With regard to the complaint that the judgment crafted by the learned magistrate fell foul of the provisions of order XX rule 4 of the Civil Procedure Rules, I am unable again to agree with the appellants submissions. During the trial, the issues for determination by the court were two fold, liability and quantum. The learned magistrate addressed these issues in his judgment. He found the appellants liable and gave reasons. He proceeded to award damages and justified the awards as well. The judgment too contained a statement of the case. In my view the judgment sufficiently complied with the requirements of the law. The learned magistrate may not categorically and expressly isolated points of determination. However a careful reading of the judgment leaves one in no doubt at all that the judgment contained a statement of the case, points of determination, the decision thereon and the reasons for such decision as required by Order XX rule 4 of the Civil Procedure Rules. See also Wamutu –vs- Kiarie (1982) KLR 481.

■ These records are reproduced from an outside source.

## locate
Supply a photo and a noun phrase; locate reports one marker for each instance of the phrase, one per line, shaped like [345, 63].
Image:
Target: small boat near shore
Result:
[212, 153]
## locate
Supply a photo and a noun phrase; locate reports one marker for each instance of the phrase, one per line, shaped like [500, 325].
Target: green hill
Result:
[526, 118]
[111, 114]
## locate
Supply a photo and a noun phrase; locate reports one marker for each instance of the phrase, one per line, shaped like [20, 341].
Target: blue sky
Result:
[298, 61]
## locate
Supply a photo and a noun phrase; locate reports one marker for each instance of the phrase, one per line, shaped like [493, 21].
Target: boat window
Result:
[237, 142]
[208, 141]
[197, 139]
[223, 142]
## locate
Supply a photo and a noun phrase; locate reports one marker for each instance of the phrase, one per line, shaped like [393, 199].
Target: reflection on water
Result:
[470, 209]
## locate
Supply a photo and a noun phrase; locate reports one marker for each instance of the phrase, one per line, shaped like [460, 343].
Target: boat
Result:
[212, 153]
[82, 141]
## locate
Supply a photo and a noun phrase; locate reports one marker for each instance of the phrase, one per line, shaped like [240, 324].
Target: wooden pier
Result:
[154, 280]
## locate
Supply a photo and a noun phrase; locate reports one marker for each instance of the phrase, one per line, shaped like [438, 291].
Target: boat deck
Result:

I now turn on the question of quantum. It is now a well settled principle of law that an appellate court can only interfere with a trial court’s discretion to assess damages where it is shown that the trial court applied wrong principles or where the damages awarded are so inordinately high or low as to amount to wrong estimate. See Robert Musyoki Kitari –vs- Coastal Bottlers Ltd (1985) 1 KAR 891. It is the case of the appellants that the award reached by the trial court was inordinately high and represented an entirely wrong estimate. Is that the case? I do not think so! There was unchallenged evidence that the deceased was married. He assisted his parents as well as his wife. Dependency was thus proved. There was also uncontroverted evidence that the deceased was a cobbler. He also sold shoes. Although the exact income of the deceased from these businesses was unknown, the learned magistrate assumed a monthly income of Kshs. 3,000/= and rightly so in my view. The deceased was aged 20 years at the time of his death. That fact was not disputed at all. In their submissions before the trial court, the appellants had proposed a multiplier of 25 years whereas the respondent had proposed a multiplier of 20 years. The learned magistrate opted for the appellants’ multiplier. Who can blame him? The dependency ratio of 2/3 adopted by the learned magistrate was appropriate in the circumstance. On the whole, I cannot fault the learned magistrate in his approach to the assessment of damages. He also awarded special damages that were specifically proved. Perhaps the only quarrel I can pick with the learned magistrate is his application of the principle that the amount awarded under the Law Reform Act should be deducted for the award under the Fatal Accident Act. Thus the amount which ought to have been deducted should have been Kshs. 80,000/= only being loss of expectation of life. However the learned magistrate included Kshs. 10,000/= he had awarded for pain and suffering as well. This was wrong. Perhaps this is the only correction I will make with regard to the entire award. In the result the award now works out as hereunder:-

-Pain and suffering Kshs.   10,000. 00

-Loss of expectation of lifeKshs.    80,000. 00

-Loss of dependency Kshs. 600,000. 00

Total Kshs. 690,000. 00

-Less loss of expectation of life Kshs.    80,000. 00

Subtotal Kshs.   610,000. 00

-Special damages Kshs.     28,200. 00

Grand total Kshs. 638,200. 00

Save for the above minor correction, I see no merit in this appeal and is accordingly dismissed with costs to the respondent.

Judgment dated, signedand delivered at Kisii this 16th day of September, 2010.